A follow up to last week; staying with friends in the Chiltern’s on Saturday resulted in a temporary and beautiful bit of snow fall; just enough to make you think ‘ooh isn’t that lovely’ and wish Christmas was in fact about to happen rather than several weeks ago now. Also, it went before you could start to get a little nervous about that late night car journey home. So, yes, happy now, roll on spring time.
When of course I say ‘staying with friends’ I’m avoiding the real truth of the matter which is that I was ‘playing games with friends’. Roleplaying to be specific, something which periodically I do think about whether it is reasonable to for a man in his forties to be involved in and not something I should have dropped when I left University. Of course every time the result of this idle thought is a resounding yes. It is precisely at this age that the gaming is better than it has ever been to some extent. Let me explain.
To the uninitiated, role playing games are an exercise in group storytelling.
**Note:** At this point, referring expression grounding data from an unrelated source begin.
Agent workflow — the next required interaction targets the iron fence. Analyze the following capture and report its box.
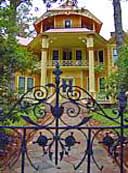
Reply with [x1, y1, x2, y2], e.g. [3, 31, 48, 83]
[0, 63, 128, 173]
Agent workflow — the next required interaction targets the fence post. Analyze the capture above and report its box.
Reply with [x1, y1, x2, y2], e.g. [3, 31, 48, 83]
[21, 128, 27, 173]
[87, 129, 92, 173]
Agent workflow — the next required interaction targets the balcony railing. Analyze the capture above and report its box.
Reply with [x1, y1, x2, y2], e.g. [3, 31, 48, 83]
[47, 60, 88, 66]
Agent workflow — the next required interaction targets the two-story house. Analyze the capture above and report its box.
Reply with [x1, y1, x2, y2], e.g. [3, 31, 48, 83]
[16, 0, 117, 99]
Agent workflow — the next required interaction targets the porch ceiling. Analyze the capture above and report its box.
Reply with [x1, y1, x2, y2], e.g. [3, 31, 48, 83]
[48, 35, 107, 49]
[28, 31, 108, 52]
[48, 34, 87, 48]
[44, 31, 108, 48]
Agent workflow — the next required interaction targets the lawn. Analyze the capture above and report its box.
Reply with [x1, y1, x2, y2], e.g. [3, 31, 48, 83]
[91, 108, 128, 136]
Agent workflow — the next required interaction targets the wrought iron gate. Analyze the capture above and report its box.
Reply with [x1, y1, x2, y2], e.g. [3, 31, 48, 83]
[0, 63, 128, 173]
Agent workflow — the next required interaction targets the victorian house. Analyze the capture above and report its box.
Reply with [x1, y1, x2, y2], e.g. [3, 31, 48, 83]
[16, 0, 117, 99]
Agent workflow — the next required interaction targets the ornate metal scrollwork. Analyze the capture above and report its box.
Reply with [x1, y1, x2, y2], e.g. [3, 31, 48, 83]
[0, 63, 128, 173]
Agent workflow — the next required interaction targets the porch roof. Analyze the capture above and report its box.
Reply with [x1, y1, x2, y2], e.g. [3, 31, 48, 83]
[45, 28, 91, 33]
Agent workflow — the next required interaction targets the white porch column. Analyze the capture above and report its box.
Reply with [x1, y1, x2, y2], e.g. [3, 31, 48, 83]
[40, 35, 49, 86]
[87, 36, 96, 97]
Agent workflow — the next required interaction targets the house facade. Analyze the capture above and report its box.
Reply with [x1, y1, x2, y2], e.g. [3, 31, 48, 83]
[16, 1, 117, 99]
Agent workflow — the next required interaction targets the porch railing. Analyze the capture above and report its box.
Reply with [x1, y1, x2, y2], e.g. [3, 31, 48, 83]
[47, 60, 88, 66]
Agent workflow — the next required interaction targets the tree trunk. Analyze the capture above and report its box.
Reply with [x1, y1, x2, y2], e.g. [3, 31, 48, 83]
[113, 0, 124, 50]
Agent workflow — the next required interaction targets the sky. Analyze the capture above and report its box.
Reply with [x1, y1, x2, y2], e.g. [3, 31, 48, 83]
[32, 0, 128, 39]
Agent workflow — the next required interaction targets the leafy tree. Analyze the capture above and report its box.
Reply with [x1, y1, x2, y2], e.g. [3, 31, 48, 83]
[17, 3, 36, 37]
[0, 2, 37, 109]
[105, 72, 119, 103]
[0, 0, 34, 37]
[0, 0, 37, 84]
[105, 40, 128, 99]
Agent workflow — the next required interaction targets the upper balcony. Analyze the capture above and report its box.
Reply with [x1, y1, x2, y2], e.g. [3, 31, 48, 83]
[47, 60, 88, 68]
[36, 59, 105, 73]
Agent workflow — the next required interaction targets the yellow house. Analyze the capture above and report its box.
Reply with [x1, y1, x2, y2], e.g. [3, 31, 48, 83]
[16, 1, 117, 99]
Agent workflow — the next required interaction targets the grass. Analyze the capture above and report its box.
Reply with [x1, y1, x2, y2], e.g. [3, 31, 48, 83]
[91, 108, 128, 136]
[0, 105, 44, 135]
[92, 108, 118, 126]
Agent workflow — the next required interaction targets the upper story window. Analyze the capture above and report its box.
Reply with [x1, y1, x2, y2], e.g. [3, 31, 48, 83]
[63, 49, 72, 60]
[98, 50, 104, 64]
[76, 50, 82, 60]
[52, 50, 59, 60]
[65, 19, 71, 28]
There is a huge range of potential types, though the majority fall into the high fantasy genre (the most famous commercial game is ‘Dungeons and Dragons’ which is a glorious celebration of every fantasy cliché you care to come up with), but there are science fiction games, horror games, superhero games – anything you like really. My personal favourite for a game idea – although I never have gotten round to playing as yet – is ‘Bunnies and Burrows’ where the players get to role play, well, rabbits, a-la Watership Down. Anyone who knows that particularly wonderful book will know that it’s a dangerous world out there if you are a bunny.
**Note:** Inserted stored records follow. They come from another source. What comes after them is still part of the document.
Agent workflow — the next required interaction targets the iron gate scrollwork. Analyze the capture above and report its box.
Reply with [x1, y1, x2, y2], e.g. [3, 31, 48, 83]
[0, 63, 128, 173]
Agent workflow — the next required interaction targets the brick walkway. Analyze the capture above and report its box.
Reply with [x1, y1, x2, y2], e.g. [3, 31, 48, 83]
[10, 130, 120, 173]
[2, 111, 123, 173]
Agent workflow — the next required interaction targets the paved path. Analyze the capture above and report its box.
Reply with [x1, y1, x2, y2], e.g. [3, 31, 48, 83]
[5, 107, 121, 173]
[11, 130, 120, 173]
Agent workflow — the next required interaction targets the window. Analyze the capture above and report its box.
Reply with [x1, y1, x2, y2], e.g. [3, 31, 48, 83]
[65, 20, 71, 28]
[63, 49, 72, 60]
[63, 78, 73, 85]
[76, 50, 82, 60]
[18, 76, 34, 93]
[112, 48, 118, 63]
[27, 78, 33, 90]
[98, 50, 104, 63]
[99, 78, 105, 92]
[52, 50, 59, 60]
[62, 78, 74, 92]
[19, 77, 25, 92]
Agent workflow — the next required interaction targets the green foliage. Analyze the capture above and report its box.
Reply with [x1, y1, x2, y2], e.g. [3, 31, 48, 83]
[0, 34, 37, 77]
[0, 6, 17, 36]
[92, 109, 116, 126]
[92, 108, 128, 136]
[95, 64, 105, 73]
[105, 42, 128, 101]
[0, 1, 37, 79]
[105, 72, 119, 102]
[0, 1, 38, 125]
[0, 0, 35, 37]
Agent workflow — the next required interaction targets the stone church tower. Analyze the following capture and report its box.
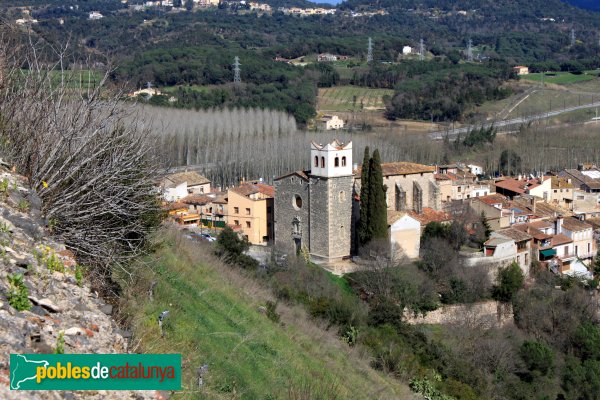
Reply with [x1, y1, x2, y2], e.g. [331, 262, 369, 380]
[274, 140, 353, 263]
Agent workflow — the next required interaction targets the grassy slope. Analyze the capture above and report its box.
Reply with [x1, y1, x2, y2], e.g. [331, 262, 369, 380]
[122, 231, 415, 400]
[318, 86, 393, 112]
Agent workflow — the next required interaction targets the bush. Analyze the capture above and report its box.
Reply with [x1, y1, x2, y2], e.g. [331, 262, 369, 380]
[265, 300, 280, 323]
[6, 273, 31, 311]
[492, 262, 524, 302]
[520, 340, 554, 375]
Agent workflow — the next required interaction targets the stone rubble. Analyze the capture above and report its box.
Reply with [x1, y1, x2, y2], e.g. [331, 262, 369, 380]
[0, 164, 163, 399]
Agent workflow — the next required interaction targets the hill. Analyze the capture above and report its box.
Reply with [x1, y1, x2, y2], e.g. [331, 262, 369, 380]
[121, 230, 416, 399]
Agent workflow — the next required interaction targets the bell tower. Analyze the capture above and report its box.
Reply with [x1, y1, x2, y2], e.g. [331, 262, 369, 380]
[308, 140, 353, 262]
[310, 140, 353, 178]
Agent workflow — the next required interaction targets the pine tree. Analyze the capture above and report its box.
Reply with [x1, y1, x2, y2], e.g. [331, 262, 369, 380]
[358, 146, 371, 244]
[367, 149, 388, 240]
[594, 249, 600, 276]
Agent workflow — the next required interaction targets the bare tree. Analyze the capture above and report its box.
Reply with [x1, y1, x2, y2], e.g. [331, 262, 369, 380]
[0, 26, 162, 289]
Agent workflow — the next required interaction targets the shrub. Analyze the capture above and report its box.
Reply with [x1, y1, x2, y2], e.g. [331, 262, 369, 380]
[492, 262, 524, 302]
[7, 273, 31, 311]
[265, 300, 280, 323]
[54, 331, 65, 354]
[520, 340, 554, 375]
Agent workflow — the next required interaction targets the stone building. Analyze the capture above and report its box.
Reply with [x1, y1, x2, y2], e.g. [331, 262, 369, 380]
[274, 140, 353, 262]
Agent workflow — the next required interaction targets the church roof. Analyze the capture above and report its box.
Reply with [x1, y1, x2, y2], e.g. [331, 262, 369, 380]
[274, 170, 310, 181]
[354, 162, 436, 178]
[310, 139, 352, 151]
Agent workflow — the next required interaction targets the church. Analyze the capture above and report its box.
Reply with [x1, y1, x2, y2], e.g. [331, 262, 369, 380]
[274, 140, 442, 263]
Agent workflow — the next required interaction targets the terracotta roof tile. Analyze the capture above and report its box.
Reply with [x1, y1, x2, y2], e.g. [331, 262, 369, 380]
[231, 183, 274, 198]
[408, 207, 452, 225]
[354, 162, 435, 178]
[561, 218, 592, 232]
[497, 227, 532, 242]
[551, 234, 572, 246]
[163, 171, 210, 188]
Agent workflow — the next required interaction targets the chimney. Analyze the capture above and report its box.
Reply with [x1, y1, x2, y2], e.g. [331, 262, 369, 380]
[555, 215, 563, 235]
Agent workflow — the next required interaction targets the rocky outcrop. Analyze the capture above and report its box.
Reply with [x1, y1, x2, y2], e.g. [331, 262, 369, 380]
[404, 301, 513, 328]
[0, 163, 160, 399]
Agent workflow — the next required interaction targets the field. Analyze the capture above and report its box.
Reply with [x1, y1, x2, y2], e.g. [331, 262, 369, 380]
[318, 86, 394, 112]
[520, 70, 600, 85]
[123, 230, 415, 399]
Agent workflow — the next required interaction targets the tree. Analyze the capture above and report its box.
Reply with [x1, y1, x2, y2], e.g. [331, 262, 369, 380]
[492, 262, 524, 302]
[358, 147, 371, 244]
[0, 32, 162, 290]
[185, 0, 194, 11]
[215, 226, 258, 269]
[481, 212, 492, 241]
[173, 0, 182, 7]
[520, 340, 554, 375]
[594, 249, 600, 276]
[499, 149, 521, 176]
[367, 149, 388, 240]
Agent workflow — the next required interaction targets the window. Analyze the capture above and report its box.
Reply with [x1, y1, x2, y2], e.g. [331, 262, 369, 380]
[575, 245, 578, 255]
[554, 190, 558, 193]
[588, 243, 591, 254]
[245, 208, 251, 215]
[341, 156, 346, 167]
[321, 157, 325, 168]
[564, 246, 569, 256]
[234, 207, 239, 214]
[525, 253, 528, 264]
[246, 221, 251, 228]
[314, 155, 318, 167]
[293, 194, 303, 210]
[458, 187, 461, 193]
[234, 220, 239, 226]
[334, 157, 339, 167]
[292, 218, 301, 234]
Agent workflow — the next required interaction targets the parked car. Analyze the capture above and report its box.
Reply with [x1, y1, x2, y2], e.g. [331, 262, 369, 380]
[200, 233, 217, 242]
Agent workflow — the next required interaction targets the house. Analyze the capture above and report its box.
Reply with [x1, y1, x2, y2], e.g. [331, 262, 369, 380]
[228, 182, 274, 245]
[513, 216, 595, 277]
[469, 194, 512, 230]
[319, 115, 344, 130]
[181, 192, 228, 230]
[402, 46, 412, 55]
[88, 11, 104, 20]
[483, 227, 533, 275]
[407, 207, 452, 233]
[317, 53, 338, 62]
[494, 176, 551, 200]
[388, 212, 421, 259]
[435, 167, 491, 202]
[513, 66, 529, 75]
[354, 162, 440, 213]
[161, 171, 211, 201]
[549, 176, 574, 209]
[558, 165, 600, 193]
[468, 164, 484, 176]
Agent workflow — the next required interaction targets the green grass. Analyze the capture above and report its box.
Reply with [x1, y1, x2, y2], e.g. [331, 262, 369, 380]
[123, 231, 413, 399]
[318, 86, 393, 112]
[521, 71, 599, 85]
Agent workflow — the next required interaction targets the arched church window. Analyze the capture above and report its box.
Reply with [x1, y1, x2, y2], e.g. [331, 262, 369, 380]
[341, 156, 346, 167]
[321, 157, 325, 168]
[292, 218, 301, 234]
[335, 157, 339, 167]
[314, 156, 319, 167]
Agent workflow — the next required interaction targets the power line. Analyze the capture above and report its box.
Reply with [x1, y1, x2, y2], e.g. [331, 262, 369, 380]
[367, 37, 373, 63]
[233, 56, 241, 84]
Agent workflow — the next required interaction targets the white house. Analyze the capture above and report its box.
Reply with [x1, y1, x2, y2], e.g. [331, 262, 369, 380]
[468, 164, 483, 176]
[161, 171, 211, 202]
[402, 46, 412, 55]
[88, 11, 104, 20]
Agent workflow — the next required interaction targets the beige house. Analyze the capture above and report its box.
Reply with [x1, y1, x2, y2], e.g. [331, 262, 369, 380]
[469, 194, 511, 230]
[320, 115, 345, 130]
[549, 176, 574, 209]
[561, 217, 596, 263]
[388, 211, 421, 259]
[513, 66, 530, 75]
[227, 183, 274, 245]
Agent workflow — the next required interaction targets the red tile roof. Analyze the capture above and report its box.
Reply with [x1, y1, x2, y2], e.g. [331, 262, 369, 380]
[231, 183, 274, 198]
[551, 234, 572, 246]
[408, 207, 452, 225]
[494, 177, 547, 194]
[355, 162, 435, 178]
[274, 170, 310, 181]
[475, 194, 507, 206]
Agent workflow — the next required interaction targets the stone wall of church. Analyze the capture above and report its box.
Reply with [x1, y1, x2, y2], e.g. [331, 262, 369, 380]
[274, 175, 310, 253]
[309, 176, 352, 260]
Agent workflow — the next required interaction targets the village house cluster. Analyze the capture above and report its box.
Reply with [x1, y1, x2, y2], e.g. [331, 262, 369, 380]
[160, 140, 600, 279]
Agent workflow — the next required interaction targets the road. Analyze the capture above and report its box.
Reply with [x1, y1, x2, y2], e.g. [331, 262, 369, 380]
[428, 101, 600, 140]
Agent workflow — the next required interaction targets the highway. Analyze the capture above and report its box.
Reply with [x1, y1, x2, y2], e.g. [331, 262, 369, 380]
[428, 101, 600, 140]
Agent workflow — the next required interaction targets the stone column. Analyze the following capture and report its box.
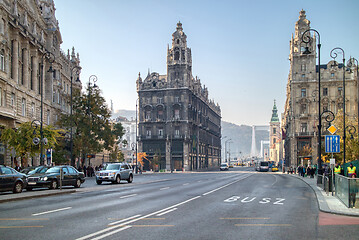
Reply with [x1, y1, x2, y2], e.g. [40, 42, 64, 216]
[22, 46, 29, 88]
[11, 38, 18, 82]
[31, 52, 38, 92]
[166, 139, 171, 170]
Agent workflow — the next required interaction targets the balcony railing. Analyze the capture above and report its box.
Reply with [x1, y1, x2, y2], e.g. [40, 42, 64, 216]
[295, 132, 315, 137]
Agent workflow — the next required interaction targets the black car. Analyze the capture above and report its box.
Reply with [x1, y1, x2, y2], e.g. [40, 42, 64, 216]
[0, 165, 27, 193]
[26, 166, 52, 175]
[27, 165, 85, 190]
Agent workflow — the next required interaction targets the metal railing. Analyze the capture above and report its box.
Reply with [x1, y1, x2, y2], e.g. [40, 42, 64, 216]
[335, 174, 358, 208]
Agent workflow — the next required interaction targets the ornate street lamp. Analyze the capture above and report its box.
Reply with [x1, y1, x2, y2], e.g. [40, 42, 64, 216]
[301, 29, 322, 173]
[330, 47, 346, 163]
[86, 75, 98, 166]
[39, 51, 55, 165]
[347, 57, 359, 140]
[135, 98, 138, 174]
[346, 125, 357, 140]
[70, 66, 81, 167]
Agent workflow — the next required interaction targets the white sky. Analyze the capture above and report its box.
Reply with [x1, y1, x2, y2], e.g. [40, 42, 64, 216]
[54, 0, 359, 126]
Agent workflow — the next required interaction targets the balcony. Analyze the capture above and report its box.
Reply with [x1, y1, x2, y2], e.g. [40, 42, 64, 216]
[295, 132, 315, 137]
Beyond the commercial games of course you can just make it up if you are prepared to put the work in to design it. Mostly these days we take a commercial game set up and adapt it; all the existing games are deeply flawed in some respect or other but provide a good starting point.
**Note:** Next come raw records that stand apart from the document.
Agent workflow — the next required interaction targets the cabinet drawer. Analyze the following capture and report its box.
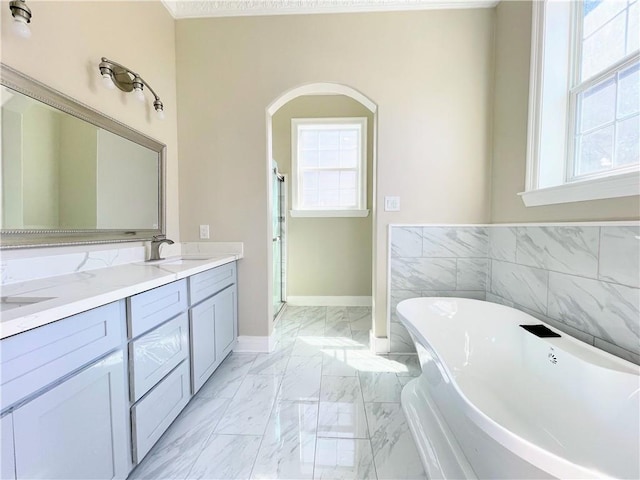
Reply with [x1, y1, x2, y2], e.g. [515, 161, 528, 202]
[128, 279, 187, 338]
[0, 301, 124, 411]
[130, 313, 189, 402]
[131, 360, 190, 464]
[189, 262, 236, 306]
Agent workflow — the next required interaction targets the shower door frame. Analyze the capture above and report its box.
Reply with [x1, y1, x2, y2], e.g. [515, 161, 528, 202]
[272, 168, 287, 320]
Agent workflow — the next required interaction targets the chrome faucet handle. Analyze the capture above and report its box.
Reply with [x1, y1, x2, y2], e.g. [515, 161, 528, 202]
[148, 236, 175, 261]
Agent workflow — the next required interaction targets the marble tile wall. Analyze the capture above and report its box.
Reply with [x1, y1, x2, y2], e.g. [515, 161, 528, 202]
[389, 224, 640, 365]
[389, 226, 489, 353]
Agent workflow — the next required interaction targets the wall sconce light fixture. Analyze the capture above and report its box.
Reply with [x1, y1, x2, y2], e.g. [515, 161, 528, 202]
[98, 57, 165, 120]
[9, 0, 32, 39]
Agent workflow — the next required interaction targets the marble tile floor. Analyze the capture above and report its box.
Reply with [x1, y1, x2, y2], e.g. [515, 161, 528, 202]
[129, 305, 425, 480]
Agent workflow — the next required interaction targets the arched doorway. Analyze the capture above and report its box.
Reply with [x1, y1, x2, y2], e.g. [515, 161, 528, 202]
[265, 83, 378, 343]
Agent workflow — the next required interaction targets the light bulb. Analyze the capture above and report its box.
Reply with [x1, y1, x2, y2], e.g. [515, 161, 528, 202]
[134, 86, 145, 102]
[12, 15, 31, 39]
[101, 73, 116, 90]
[156, 108, 165, 121]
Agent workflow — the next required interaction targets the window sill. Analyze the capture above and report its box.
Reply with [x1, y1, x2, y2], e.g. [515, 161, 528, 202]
[519, 171, 640, 207]
[290, 209, 370, 218]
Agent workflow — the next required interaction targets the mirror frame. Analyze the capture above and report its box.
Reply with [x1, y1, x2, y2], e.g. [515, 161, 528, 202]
[0, 63, 166, 249]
A game normally works well with a group of 4-6. One person is effectively god; he or she runs the game and has to represent the world in its complexity, including all the other people (or things) that live in the world, and have worked out what the overall plot of the story is. As you can guess, to do this well is a massive amount of work and when you find a good Games Master (GM) then you tend to stick with them (poor things). For everyone else it is a bit of doddle really; they just have to manage one solitary imaginary character within the story world the GM has created, and do their best to mess up the story as much as possible.
You see this is where it gets fun. The GM controls everything but the characters devised and run by the players. Those characters get to interact with the plot and the GM has to keep up by working out what the implications of these multiple interactions will be; like having to constantly rewrite the novel as most of your major characters have (literally) taken on a life of their own and refuse to do what they are told. What happens when your protagonist decides not to go to bar you have arranged him to be kidnapped at and stay in bed and watch TV instead? Or he accidentally gets killed in the kidnap attempt (when being alive is crucial in events yet to happen)? Or actually turns the tables on the kidnappers and finds out who is the real bad guy far too early in the plot?
Well… You make it up of course. That’s the whole point and the bit that is the most satisfying about a game – the stuff that happens when a group of creative people get together and improvise. When it works (and with a group who have been playing for decades, it usually does) it can be hilarious and memorable, usually so when a player does something utterly unexpected and the GM ripostes with something nefariously clever.